Campus Life

Art history and museum studies professor Dr. Devon Smither earns 2023 Excellence in Teaching Award

Known for being a risk-taker in the classroom, Dr. Devon Smither encourages her students to do the same. It has garnered her a reputation as an innovative and empowering educator as well as the University of Lethbridge’s 2023 Excellence in Teaching Award.

Smither is deeply committed to developing her teaching craft and creating learning environments that spark curiosity and enable critical confidence in her students, making her a leading figure on best practices in teaching at ULethbridge and beyond. Smither will be presented with the Excellence in Teaching Award at Spring 2023 Convocation Ceremony III, Friday, June 2, 2023, at 9:30 a.m. in the 1st Choice Savings Centre for Sport and Wellness.

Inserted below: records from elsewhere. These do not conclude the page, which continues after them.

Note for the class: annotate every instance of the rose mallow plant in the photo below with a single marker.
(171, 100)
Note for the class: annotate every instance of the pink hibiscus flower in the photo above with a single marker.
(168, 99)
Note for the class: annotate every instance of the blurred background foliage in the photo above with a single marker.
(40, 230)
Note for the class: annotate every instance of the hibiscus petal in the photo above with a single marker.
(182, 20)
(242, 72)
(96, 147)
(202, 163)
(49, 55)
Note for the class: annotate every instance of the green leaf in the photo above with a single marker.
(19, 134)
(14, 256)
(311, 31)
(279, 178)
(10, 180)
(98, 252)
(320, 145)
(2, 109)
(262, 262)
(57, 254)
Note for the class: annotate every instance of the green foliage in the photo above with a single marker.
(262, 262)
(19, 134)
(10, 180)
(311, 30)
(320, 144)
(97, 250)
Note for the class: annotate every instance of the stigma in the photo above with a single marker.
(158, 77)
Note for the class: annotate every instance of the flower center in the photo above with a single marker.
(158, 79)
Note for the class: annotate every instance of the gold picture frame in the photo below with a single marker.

Dr. Devon Smither is deeply committed to developing her teaching craft and creating learning environments that spark curiosity.

Dr. Devon Smither

Associate dean and an associate professor of art history and museum studies in the Faculty of Fine Arts, Smither has made a point of developing her craft of teaching, integrating diverse and critical perspectives in her courses and encouraging students to grow and excel in their studies.

Completing her undergraduate degree at the University of Alberta, Smither pursued her passion for art history during her master’s work at the University of British Columbia and while earning her doctorate at the University of Toronto.

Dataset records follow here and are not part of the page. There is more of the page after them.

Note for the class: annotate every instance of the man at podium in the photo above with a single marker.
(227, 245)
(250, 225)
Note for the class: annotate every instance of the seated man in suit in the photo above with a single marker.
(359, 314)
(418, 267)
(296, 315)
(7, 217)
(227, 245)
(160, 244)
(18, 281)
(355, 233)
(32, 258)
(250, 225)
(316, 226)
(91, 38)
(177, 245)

At the heart of her teaching philosophy is a deep-seated desire to make complex curriculum material accessible, interesting and relevant to students’ everyday lives and future professional practices. With a drive to create innovative and engaging content in her courses, she strives to empower students with the tools they need to find success.

A nationally significant voice on best practices in teaching, Smither and a group of art historians created Open Art Histories (OAH) in 2019, a platform to support teaching excellence in the arts in Canada. Smither co-wrote the first Open Education Resource (OER) on Canadian and Indigenous art, CanadARThistories: Reimagining the Canadian Art Survey, broadening the history of art in Canada in relation to emerging conversations on decolonization, equity and inclusion and internationalization.

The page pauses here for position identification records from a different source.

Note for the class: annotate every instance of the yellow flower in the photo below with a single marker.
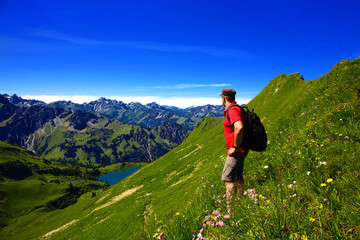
(330, 180)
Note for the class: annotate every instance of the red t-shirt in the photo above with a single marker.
(235, 114)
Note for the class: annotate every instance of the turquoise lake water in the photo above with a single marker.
(115, 177)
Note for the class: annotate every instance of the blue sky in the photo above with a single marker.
(179, 53)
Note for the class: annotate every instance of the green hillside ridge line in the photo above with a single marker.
(306, 180)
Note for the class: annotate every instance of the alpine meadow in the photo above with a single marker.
(304, 186)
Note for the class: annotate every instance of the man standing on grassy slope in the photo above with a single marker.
(234, 131)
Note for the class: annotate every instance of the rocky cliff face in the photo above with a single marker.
(83, 137)
(149, 116)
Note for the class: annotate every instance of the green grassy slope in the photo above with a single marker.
(29, 184)
(306, 183)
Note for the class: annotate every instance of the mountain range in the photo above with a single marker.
(304, 186)
(83, 137)
(148, 116)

Always open to new concepts, Smither consistently seeks new ways to better her pedagogy. This past year, she implemented contract grading in her courses. A labour-based practice grounded in social justice, it emphasises a compassionate approach to equitable and fair grading and assesses students purely on the work they put into the class. Evaluations on the quality of assignments are separated from the calculation of the course grade, allowing students to be creative, try new concepts, make mistakes and learn from the process, rather than worry about grades in relation to the quality of their work. Smither has seen real success with this model, prompting many students to feel less anxiety in their studies and inspiring them to focus on learning in the classroom.

Smither works to provide opportunities for students to extend their learning outside of the classroom and develop relationships within their communities and beyond. Her mentorship and engagement with students are directly related to her passion for understanding art history and museum studies through a contemporary lens, one that is focused on the social, cultural and political impacts of art and curatorial practices.